J Ayub Med Coll Abbottabad. 2021 Jul-Sep;33(3):492-495.

ABSTRACT

BACKGROUND: Multiple options have been tried to counter the proteinuria secondary to renal diseases. Clinicians and researchers are trying to find the best option for this purpose.

OBJECTIVE: To compare efficacy of Losartan and Diltiazem in management of proteinuria in nondiabetic renal diseases at a tertiary care hospital of Pakistan. It was a Quasi-experimental study, conducted at the Department of nephrology Pak Emirates Military Hospital Rawalpindi. Five months, November 2020 to March 2021.

METHODS: A total of 122 patients of non-diabetic renal diseases with significant proteinuria were included in the study. They were randomly divided into two groups via lottery method. Group I received losartan while group II received Diltiazem in standard dose for three months. After three months they underwent 24 hours’ urinary protein levels and divided into complete, partial and non-responders to treatment. Age, gender, duration of illness and type of antiproteinuric treatment was correlated with response to treatment among the study population.

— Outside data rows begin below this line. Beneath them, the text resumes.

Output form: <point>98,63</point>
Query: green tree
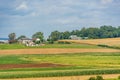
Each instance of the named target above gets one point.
<point>12,36</point>
<point>54,36</point>
<point>38,35</point>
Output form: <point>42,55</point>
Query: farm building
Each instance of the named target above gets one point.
<point>75,37</point>
<point>26,41</point>
<point>4,40</point>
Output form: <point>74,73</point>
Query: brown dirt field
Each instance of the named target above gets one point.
<point>107,41</point>
<point>107,76</point>
<point>10,66</point>
<point>54,51</point>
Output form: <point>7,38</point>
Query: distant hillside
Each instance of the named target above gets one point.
<point>107,41</point>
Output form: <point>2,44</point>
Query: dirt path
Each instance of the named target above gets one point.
<point>54,51</point>
<point>109,76</point>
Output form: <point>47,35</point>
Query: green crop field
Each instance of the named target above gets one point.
<point>77,64</point>
<point>73,45</point>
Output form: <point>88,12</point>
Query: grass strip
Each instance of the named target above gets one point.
<point>34,74</point>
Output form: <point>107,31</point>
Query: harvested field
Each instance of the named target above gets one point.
<point>110,76</point>
<point>107,41</point>
<point>11,66</point>
<point>54,51</point>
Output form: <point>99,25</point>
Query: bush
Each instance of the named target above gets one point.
<point>92,78</point>
<point>62,42</point>
<point>99,78</point>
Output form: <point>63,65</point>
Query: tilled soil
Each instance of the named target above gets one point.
<point>10,66</point>
<point>54,51</point>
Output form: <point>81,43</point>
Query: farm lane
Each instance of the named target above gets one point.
<point>54,51</point>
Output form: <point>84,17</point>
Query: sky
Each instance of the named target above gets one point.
<point>26,17</point>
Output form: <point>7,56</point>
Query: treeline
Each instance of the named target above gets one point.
<point>91,33</point>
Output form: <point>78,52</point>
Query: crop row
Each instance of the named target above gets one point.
<point>33,74</point>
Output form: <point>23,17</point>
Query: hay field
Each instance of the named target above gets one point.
<point>107,41</point>
<point>55,51</point>
<point>112,76</point>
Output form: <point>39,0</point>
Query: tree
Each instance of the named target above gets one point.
<point>12,36</point>
<point>22,36</point>
<point>38,35</point>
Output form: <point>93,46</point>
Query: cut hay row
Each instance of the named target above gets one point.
<point>107,76</point>
<point>54,51</point>
<point>107,41</point>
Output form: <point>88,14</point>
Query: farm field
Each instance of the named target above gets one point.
<point>73,45</point>
<point>106,77</point>
<point>57,60</point>
<point>108,41</point>
<point>51,65</point>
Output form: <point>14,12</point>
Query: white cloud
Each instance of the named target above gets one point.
<point>22,6</point>
<point>106,1</point>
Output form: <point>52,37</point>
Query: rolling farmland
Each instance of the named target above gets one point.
<point>57,60</point>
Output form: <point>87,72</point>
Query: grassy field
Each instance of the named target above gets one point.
<point>73,45</point>
<point>78,64</point>
<point>89,63</point>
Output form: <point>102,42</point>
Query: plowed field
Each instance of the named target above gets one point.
<point>54,51</point>
<point>70,78</point>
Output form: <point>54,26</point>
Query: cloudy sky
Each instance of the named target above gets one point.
<point>25,17</point>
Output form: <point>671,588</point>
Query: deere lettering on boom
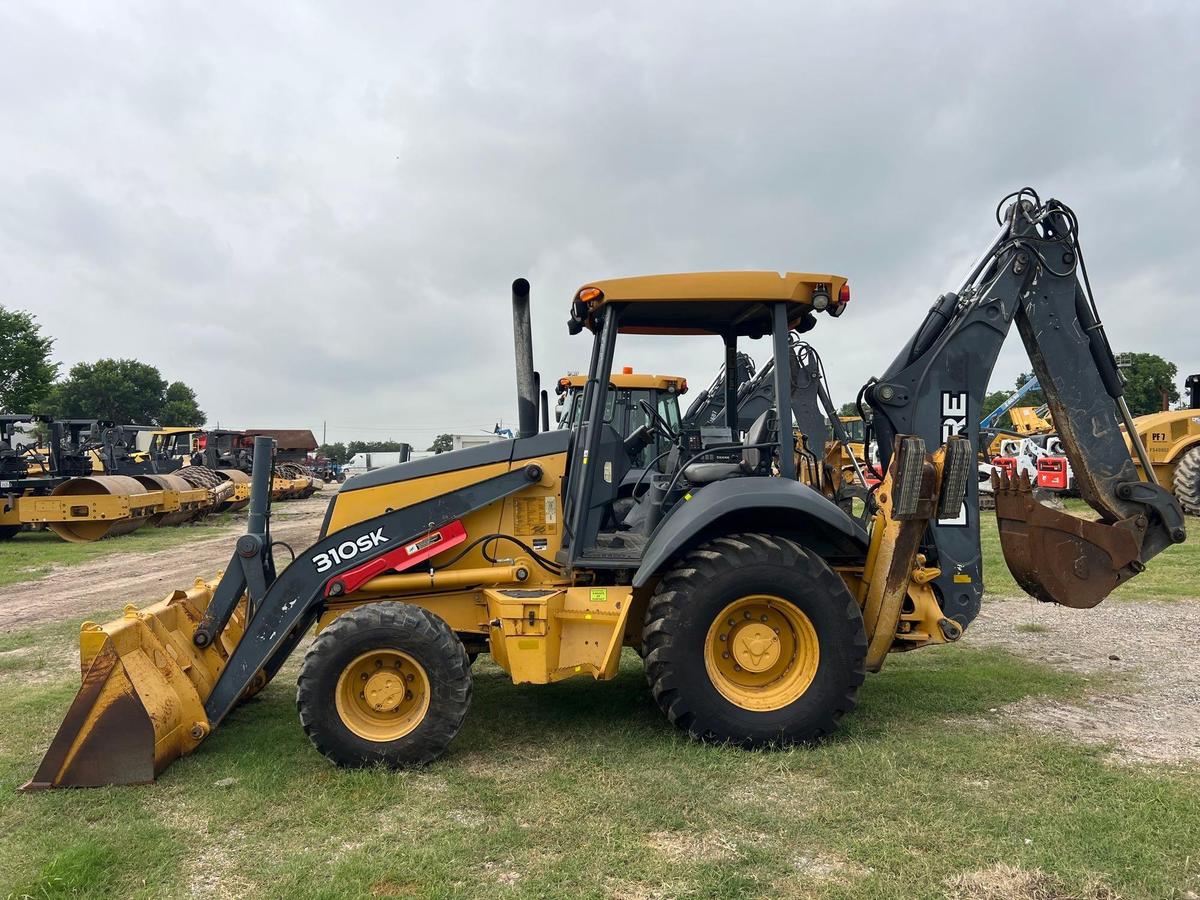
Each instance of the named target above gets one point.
<point>757,604</point>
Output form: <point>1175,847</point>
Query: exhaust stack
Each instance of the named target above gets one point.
<point>522,345</point>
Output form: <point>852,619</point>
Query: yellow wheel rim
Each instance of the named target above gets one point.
<point>761,653</point>
<point>383,695</point>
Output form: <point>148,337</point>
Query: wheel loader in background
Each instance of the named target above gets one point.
<point>757,604</point>
<point>1173,443</point>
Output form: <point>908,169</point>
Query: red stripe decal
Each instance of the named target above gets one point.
<point>400,558</point>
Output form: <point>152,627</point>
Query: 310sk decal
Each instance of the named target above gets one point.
<point>348,550</point>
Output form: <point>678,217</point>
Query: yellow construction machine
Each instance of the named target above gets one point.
<point>1173,443</point>
<point>756,603</point>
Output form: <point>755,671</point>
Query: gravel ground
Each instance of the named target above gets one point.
<point>1151,713</point>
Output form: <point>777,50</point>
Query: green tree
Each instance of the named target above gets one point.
<point>124,390</point>
<point>1035,397</point>
<point>25,370</point>
<point>1150,382</point>
<point>180,407</point>
<point>336,454</point>
<point>993,400</point>
<point>375,447</point>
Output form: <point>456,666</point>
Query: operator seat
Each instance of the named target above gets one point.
<point>760,432</point>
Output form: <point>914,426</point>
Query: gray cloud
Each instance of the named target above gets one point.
<point>315,215</point>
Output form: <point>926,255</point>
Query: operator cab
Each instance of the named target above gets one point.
<point>600,531</point>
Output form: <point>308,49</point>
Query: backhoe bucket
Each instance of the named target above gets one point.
<point>142,701</point>
<point>1057,557</point>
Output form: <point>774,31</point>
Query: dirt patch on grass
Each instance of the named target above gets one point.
<point>1152,714</point>
<point>1007,882</point>
<point>118,579</point>
<point>691,847</point>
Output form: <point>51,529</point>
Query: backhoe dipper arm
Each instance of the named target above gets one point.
<point>935,389</point>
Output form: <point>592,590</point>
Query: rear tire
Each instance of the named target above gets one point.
<point>387,683</point>
<point>1187,481</point>
<point>763,583</point>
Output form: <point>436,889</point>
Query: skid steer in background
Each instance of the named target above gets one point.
<point>759,604</point>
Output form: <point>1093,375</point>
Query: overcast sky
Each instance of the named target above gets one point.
<point>313,213</point>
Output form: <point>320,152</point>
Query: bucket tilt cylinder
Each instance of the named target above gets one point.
<point>251,570</point>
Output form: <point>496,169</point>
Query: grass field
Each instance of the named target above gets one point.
<point>583,790</point>
<point>34,555</point>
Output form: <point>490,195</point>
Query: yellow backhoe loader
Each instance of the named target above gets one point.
<point>757,604</point>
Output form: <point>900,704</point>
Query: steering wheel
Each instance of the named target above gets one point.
<point>658,421</point>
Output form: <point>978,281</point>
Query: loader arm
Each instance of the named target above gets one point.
<point>1032,273</point>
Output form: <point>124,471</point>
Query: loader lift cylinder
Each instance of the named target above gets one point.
<point>522,346</point>
<point>261,486</point>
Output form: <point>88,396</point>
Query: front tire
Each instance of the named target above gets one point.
<point>387,683</point>
<point>1187,481</point>
<point>754,641</point>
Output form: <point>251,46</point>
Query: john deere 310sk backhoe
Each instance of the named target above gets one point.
<point>757,604</point>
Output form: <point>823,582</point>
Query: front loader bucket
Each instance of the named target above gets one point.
<point>1057,557</point>
<point>142,701</point>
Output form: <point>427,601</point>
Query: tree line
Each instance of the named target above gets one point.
<point>341,454</point>
<point>120,390</point>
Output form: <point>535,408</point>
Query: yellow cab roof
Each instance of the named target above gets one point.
<point>629,381</point>
<point>707,303</point>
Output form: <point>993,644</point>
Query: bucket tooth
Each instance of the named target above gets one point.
<point>1059,557</point>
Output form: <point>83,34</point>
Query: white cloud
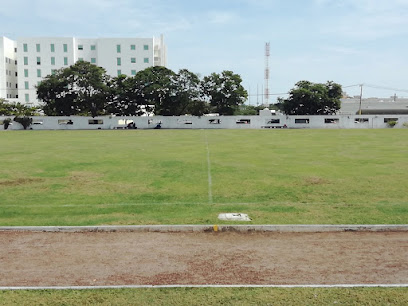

RESULTS: Out of 122 patients, 80 (65.6%) were males while 42 (34.4%) were females. Membranous nephropathy 20 (16.4%) was the commonest non-diabetic renal disease seen in our study participants. Thirty (24.5%) had complete remission after three months of treatment, 60 (49.2%) had partial response while 32 (26.3%) had no response to treatment. Chisquare test revealed that use of losartan had statistically significant relationship (p-value<0.001) with good response among the study participants.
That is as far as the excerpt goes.